The official Government Right to Buy website
If you’re happy with all the terms of your offer notice and would like to proceed with your purchase, you will need to confirm this with your landlord in writing. Your landlord, solicitor and mortgage lender (if you have one) will manage your purchase from here, and there will be various documents for you to check and sign at different stages.
Timescales from here can vary, and can depend on whether you’ve already got your mortgage and solicitor in place. If you’re not sure, or think things are taking longer than you expected, phone or email to find out what’s happening, whether it’s your landlord, your solicitor or your mortgage lender.

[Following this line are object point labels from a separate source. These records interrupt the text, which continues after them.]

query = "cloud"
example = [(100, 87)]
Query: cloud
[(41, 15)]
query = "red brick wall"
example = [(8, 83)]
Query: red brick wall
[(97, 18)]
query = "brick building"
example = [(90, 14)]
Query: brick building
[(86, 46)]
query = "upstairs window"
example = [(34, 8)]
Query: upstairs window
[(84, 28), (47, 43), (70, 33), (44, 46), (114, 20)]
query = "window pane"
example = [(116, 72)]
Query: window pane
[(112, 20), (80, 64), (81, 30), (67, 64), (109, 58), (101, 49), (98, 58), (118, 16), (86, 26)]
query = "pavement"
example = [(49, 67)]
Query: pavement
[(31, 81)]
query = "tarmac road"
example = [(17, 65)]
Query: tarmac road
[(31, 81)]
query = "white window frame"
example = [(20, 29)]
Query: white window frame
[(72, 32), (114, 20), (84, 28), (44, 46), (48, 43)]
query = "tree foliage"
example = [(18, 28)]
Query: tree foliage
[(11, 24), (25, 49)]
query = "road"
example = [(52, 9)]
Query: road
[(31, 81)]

If you haven’t already organised your mortgage, you’ll need to now. If you’ve had trouble arranging your mortgage you may find the advice here helpful. You can also talk to a Right to Buy adviser who can provide information on taking those next steps. You should also get an independent survey from a qualified surveyor if you’ve not done so already. When you apply for a mortgage, the bank or building society will have a survey done, but this is only to value your home. It may not uncover any structural problems that may exist. To find a surveyor in your area visit www.ricsfirms.com
You will need to appoint a solicitor (or conveyancer) to deal with the legal aspects of your purchase. You should always ask how much it will cost before you appoint someone.
You may want to look at the Law Society’s website which has information on how to find a solicitor, what the solicitor will do on your behalf and the type of documents you will expect to see and sign throughout the buying process.

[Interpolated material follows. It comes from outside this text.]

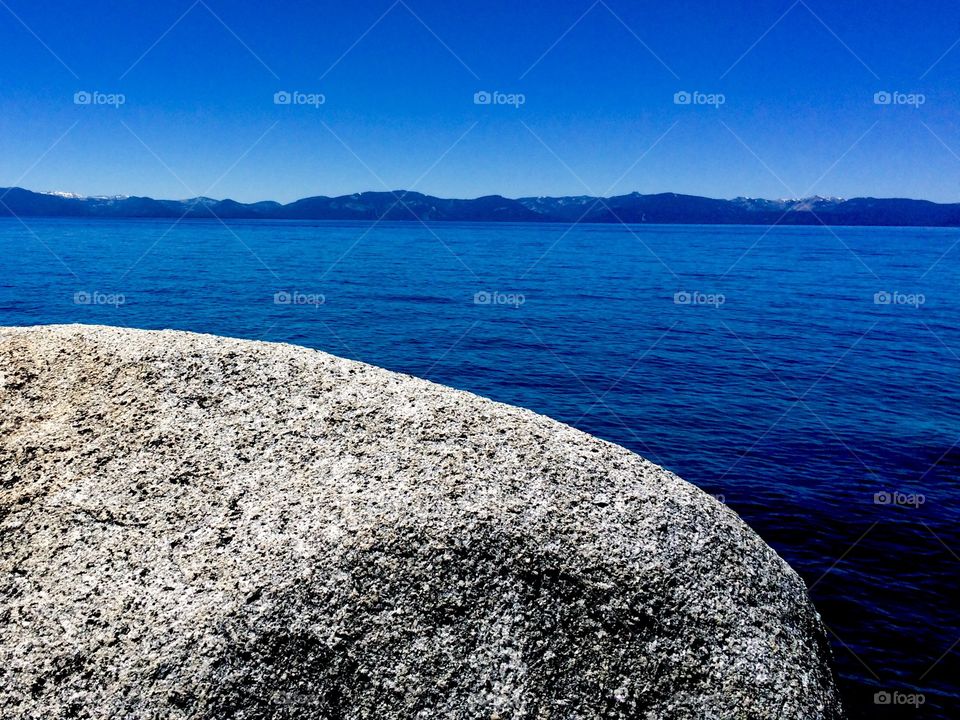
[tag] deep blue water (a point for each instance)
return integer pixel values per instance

Once you have confirmed with your landlord that you are happy with your offer letter they will prepare the legal documents and send them to your solicitor.
Your solicitor will check the reports (the contract, land registry etc). When all matters of the conveyance or lease are confirmed and agreed, and the mortgage offer is confirmed, the sale can proceed.
You’re not committed to buying at this stage – you can still change your mind, but be aware that once you’ve started this stage of the process you will start incurring costs – solicitor’s fees and mortgage valuation for example.
Once you’re happy with all the terms, the sale will be finalised (completed) on a date agreed between you and your landlord. If you are paying a deposit, the money needs to be with your solicitor before the date agreed for completing your purchase.
Your solicitor will then take the mortgage money from your mortgage lender and any additional money required to be paid on completion date. This will include costs, VAT, Land Registry fees and stamp duty land tax (if any). Your solicitor will make these payments on your behalf.
On the completion date the sale price and any outstanding rent must have been paid to the landlord. If your rent account is in arrears on the purchase day the sale will not complete. Upon completion, your landlord will end your rent account. You are now the legal owner of your property!